Baker County had an estimated jobless rate of 6.2 percent in July.
"This is Baker County's lowest unemployment rate since October 2000," Yohannan said. "And, for the first time since last summer, the local unemployment rate is less than the statewide average, though it remains greater than the national average."
Oregon's unemployment rate in July was 6.8 percent while the nation's unemployment rate was 5.5 percent, the Employment Department reported. In July 2003, Oregon's rate was 8.7 percent and the nation's was 6.2 percent.
Wallowa County had the highest percentage increase among the six counties, a 3.8-percent employment growth from 3,341 in July 2003 to 3,468 this July.
"With one exception, all local industries were stable or growing in July, and total nonfarm payroll employment increased to 2,530, its highest level since September 2002," Yohannan said.
"The one exception, of course, was local government. When public schools recess for the summer, such support personnel as teaching assistants, substitute teachers and food service workers often drop out of payroll job counts.

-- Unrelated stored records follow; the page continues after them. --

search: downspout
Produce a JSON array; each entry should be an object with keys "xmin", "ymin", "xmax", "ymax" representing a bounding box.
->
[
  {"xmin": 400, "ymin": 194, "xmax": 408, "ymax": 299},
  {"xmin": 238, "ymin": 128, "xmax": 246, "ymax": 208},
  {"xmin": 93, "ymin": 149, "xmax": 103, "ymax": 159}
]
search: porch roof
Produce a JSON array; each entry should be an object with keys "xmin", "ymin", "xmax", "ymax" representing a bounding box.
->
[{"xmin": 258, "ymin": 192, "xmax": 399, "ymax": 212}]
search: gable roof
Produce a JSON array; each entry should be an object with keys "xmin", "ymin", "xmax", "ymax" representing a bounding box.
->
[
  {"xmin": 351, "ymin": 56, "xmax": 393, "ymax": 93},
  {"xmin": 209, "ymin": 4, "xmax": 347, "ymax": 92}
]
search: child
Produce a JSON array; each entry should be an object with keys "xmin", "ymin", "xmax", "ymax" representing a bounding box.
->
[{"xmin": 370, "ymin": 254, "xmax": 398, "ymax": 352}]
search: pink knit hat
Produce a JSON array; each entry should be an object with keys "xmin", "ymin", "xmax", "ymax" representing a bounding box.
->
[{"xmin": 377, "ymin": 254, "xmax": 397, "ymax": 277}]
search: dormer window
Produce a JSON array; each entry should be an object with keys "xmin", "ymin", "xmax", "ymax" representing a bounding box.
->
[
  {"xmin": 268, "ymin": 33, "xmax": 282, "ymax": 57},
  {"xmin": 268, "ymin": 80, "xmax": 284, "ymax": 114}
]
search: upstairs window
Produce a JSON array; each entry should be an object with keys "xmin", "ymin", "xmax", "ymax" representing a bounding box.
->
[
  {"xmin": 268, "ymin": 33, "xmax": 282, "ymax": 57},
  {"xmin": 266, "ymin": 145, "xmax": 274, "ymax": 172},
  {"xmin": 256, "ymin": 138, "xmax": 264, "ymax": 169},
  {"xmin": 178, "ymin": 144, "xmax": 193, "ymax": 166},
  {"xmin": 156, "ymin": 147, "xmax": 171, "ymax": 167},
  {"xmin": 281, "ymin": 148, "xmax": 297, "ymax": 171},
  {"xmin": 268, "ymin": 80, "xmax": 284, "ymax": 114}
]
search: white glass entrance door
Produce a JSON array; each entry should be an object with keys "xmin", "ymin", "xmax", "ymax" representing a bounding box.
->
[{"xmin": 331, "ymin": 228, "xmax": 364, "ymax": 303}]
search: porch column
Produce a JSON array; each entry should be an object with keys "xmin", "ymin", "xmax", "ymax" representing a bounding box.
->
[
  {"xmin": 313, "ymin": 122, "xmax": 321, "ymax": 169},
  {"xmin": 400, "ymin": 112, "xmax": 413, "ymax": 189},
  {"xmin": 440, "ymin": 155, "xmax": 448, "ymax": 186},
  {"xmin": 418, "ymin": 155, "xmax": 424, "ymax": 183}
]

Administrators, certified teachers and others who work through - or are paid for - the summer months continue to be counted as employed in July and August."
The greatest loss of jobs in the region occurred in Union County, where employment in July was 12,293, down 197 from 12,490 in July 2003.
Still, Union County had an estimated jobless rate of 4.8 percent in July, the county's lowest rate since October 2002. Yohannan said improvement in Union County's jobless rate has occurred primarily because there are fewer job seekers. Both employment and unemployment were down from the year before.
Grant County experienced a slight drop in the number of people working in July, compared to the year before. Employment was 3,558, down 47 from 3,605 in July 2003.